> The G-expression we installed on the remote machine didn't go alone. It went carrying along the htpasswd utility and all the other required dependencies. In total, this amounted to 407.9 MiB!
I get that many of these would be installed anyway, but this right here feels like it demonstrates much of the problem of modern software complexity. I like that there are tools like Guix to try and get a handle on that complexity though!
TIL that Guix is based on Nix. I always thought it's a completely separate implementation of the same paradigm until now. Would be interesting to see a comparison which parts/concepts of Nix are used by Guix and what it introduces on top! (Beyond surface-level facts like how many packages it has or that the CLI is different.)
It's pretty much a separate implementation. It reuses a version of the Nix daemon because Guix targets the same derivation format as Nix, but the whole machinery that produces derivation files is completely separate.
Guix compiles first class package definitions down to derivations, so while the idea of package management as a function is front and center in the Nix UI it is abstracted away in Guix, which instead builds up a tower of transformations from the Scheme DSL to Scheme builder scripts and derivations.
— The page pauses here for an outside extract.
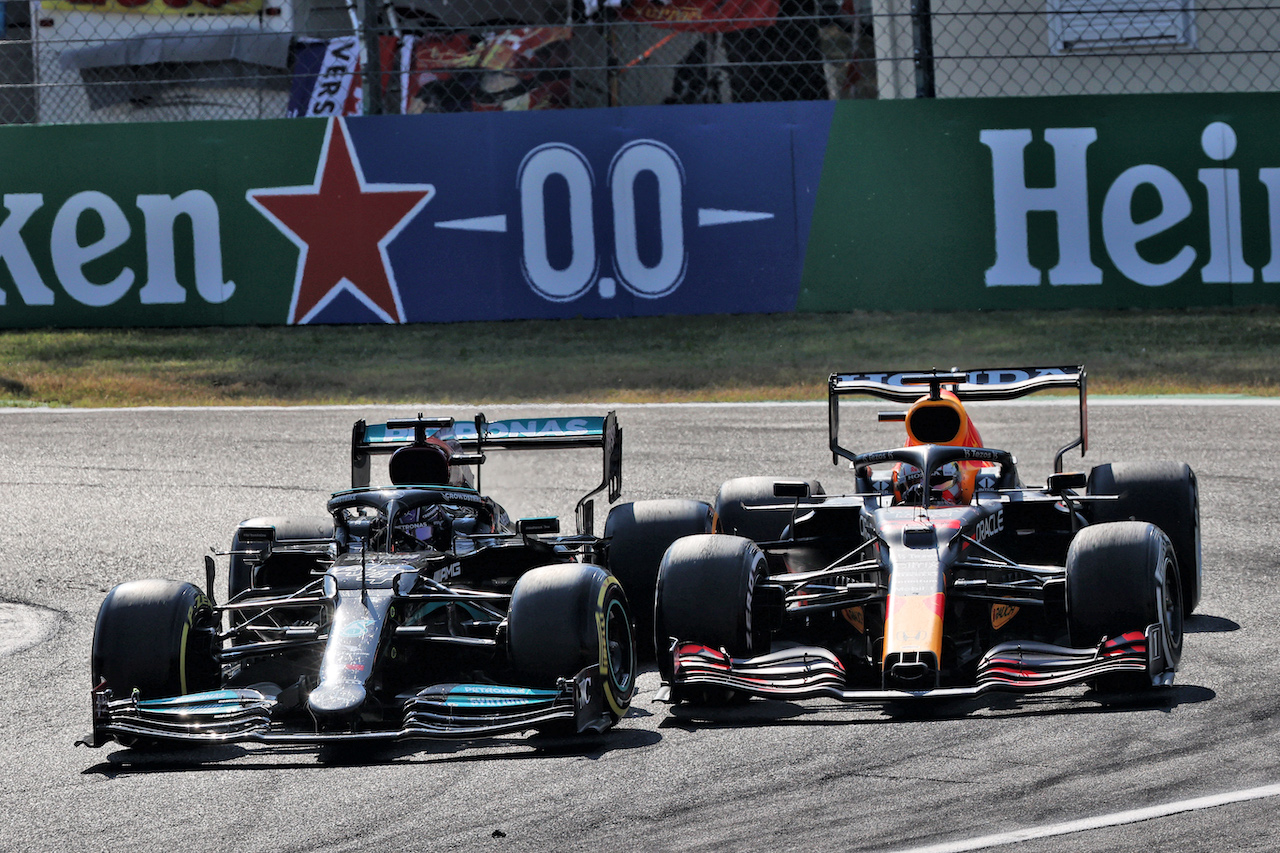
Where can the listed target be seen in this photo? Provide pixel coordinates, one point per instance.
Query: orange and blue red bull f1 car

There are two things going on here: the shell script is replaced with a more verbose Guile script (this part isn't actually necessary); and the Guile script uses G-expressions to include deployment information.
G-expressions are not meant to replace shell scripts.
You could just as well use G-expressions with a shell script; the stringly typed shell script just doesn't feel nice when working with Scheme.
I think that the paper on G-expressions is very well written and thus a great job at motivating the implementation. You can find the paper here: https://inria.hal.science/hal-01580582/en
I get that many of these would be installed anyway, but this right here feels like it demonstrates much of the problem of modern software complexity. I like that there are tools like Guix to try and get a handle on that complexity though!